Mereka yang diperiksa di antaranya Kepala Dinas Koperasi dan UKM, Kabid Bina Usaha Koperasi dan sejumlah pengurus Koperasi Serba Usaha Damai Sentosa yang menjadi penerima bantuan hibah revitalisasi pasar dari kementerian.

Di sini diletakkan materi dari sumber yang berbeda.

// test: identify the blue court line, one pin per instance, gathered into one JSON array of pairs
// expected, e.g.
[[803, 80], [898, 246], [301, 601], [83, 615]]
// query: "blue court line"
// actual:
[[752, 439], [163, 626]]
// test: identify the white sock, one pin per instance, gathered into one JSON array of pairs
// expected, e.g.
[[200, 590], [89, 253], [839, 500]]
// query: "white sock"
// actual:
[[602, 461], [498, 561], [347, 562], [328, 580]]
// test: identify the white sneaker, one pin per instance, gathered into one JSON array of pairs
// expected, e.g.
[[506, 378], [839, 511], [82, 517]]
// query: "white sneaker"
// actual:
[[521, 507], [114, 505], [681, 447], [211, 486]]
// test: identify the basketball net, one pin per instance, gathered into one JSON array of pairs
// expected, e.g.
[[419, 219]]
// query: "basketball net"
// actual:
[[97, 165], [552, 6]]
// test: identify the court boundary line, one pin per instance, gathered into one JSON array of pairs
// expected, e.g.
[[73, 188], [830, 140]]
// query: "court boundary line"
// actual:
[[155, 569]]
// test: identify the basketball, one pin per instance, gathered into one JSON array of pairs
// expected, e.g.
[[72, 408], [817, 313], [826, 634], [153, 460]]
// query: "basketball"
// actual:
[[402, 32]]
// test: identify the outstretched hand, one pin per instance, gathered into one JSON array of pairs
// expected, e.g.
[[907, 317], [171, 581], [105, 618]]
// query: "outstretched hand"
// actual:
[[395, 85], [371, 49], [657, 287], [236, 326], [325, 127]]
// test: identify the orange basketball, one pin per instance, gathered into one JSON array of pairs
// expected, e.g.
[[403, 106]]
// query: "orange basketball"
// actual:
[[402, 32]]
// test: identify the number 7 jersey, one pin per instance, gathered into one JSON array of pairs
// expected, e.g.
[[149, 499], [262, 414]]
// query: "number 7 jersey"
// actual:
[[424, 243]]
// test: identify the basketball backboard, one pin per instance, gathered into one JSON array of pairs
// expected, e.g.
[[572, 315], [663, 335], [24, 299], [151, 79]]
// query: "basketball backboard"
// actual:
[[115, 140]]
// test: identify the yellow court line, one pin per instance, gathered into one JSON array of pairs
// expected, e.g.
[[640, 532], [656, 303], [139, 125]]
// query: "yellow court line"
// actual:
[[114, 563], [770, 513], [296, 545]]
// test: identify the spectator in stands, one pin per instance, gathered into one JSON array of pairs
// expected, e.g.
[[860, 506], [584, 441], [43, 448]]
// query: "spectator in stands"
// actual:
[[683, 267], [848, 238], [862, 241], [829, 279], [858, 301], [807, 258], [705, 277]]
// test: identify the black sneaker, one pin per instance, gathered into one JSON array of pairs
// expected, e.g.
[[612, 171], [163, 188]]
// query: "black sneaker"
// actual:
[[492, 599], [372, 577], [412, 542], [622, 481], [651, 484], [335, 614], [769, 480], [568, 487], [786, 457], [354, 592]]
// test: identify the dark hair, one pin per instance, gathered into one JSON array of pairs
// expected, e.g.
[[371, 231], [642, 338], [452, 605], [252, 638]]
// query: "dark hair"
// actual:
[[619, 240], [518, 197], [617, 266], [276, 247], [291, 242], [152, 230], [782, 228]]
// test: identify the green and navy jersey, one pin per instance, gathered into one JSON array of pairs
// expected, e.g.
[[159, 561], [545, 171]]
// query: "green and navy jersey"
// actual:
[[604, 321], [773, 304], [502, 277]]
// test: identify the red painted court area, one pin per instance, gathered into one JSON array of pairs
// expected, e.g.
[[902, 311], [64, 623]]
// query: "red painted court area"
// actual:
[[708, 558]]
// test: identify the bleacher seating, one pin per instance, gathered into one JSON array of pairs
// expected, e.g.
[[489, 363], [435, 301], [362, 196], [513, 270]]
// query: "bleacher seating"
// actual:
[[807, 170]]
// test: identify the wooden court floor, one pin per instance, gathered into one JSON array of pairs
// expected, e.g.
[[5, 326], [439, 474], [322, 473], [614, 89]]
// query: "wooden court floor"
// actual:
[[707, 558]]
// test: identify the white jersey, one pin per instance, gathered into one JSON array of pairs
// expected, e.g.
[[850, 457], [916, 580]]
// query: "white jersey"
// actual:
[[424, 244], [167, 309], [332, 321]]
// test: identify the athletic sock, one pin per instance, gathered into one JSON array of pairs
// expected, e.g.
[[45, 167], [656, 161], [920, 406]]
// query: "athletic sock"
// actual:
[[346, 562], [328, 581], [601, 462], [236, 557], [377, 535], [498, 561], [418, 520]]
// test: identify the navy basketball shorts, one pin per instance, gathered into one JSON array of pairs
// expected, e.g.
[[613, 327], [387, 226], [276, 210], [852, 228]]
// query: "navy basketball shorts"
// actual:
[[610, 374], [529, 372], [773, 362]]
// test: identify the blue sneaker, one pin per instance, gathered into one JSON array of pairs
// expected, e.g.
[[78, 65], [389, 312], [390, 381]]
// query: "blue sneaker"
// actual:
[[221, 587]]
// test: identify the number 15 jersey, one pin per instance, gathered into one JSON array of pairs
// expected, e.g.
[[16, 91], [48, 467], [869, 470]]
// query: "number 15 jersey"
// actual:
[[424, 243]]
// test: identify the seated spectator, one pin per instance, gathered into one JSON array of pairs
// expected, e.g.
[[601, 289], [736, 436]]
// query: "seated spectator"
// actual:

"Sepuluh yang kami periksa ini merupakan saksi penting untuk mengumpulkan keterangan serta menguatkan bukti pengungkapan kasus," ujarnya.

Dalam pemeriksaan itu, masing-masing saksi mendapatkan 14 pertanyaan seputar fungsi mereka dalam pengelolaan anggaran hibah Kementerian Koperasi dan Usaha Kecil dan Menengah senilai Rp 900 juta itu.

Ia mengatakan, di Karawang ada empat pasar tradisional yang mendapatkan dana revitalisasi pasar dari Kementerian Koperasi dan UKM, dengan nilai bantuan masing-masing pasar sebesar Rp 900 juta.

Pasar-pasar tersebut ialah Pasar Tanjungbungin, Pasar Batujaya, Pasar Gempol serta Pasar Sumurgede. Dalam pemeriksaan, pihak Kejari menemukan adanya pelanggaran hukum saat pembangunan Pasar Tanjungbungin yang merugikan negara.

Pembangunan ulang pasar itu dilakukan tidak sesuai dengan spek yang tercantum rencana anggaran biaya. "Untuk kerugian negara dalam kasus ini, kami belum dapat mengungkapkannya," kata Titin.

Ia mengaku sudah melakukan pemeriksaan selama dua pekan. Diharapkan akan segera dilakukan penetapan tersangka dalam kasus tersebut. (DS/SS)

Category: Karawang
author
No Response

Comments are closed.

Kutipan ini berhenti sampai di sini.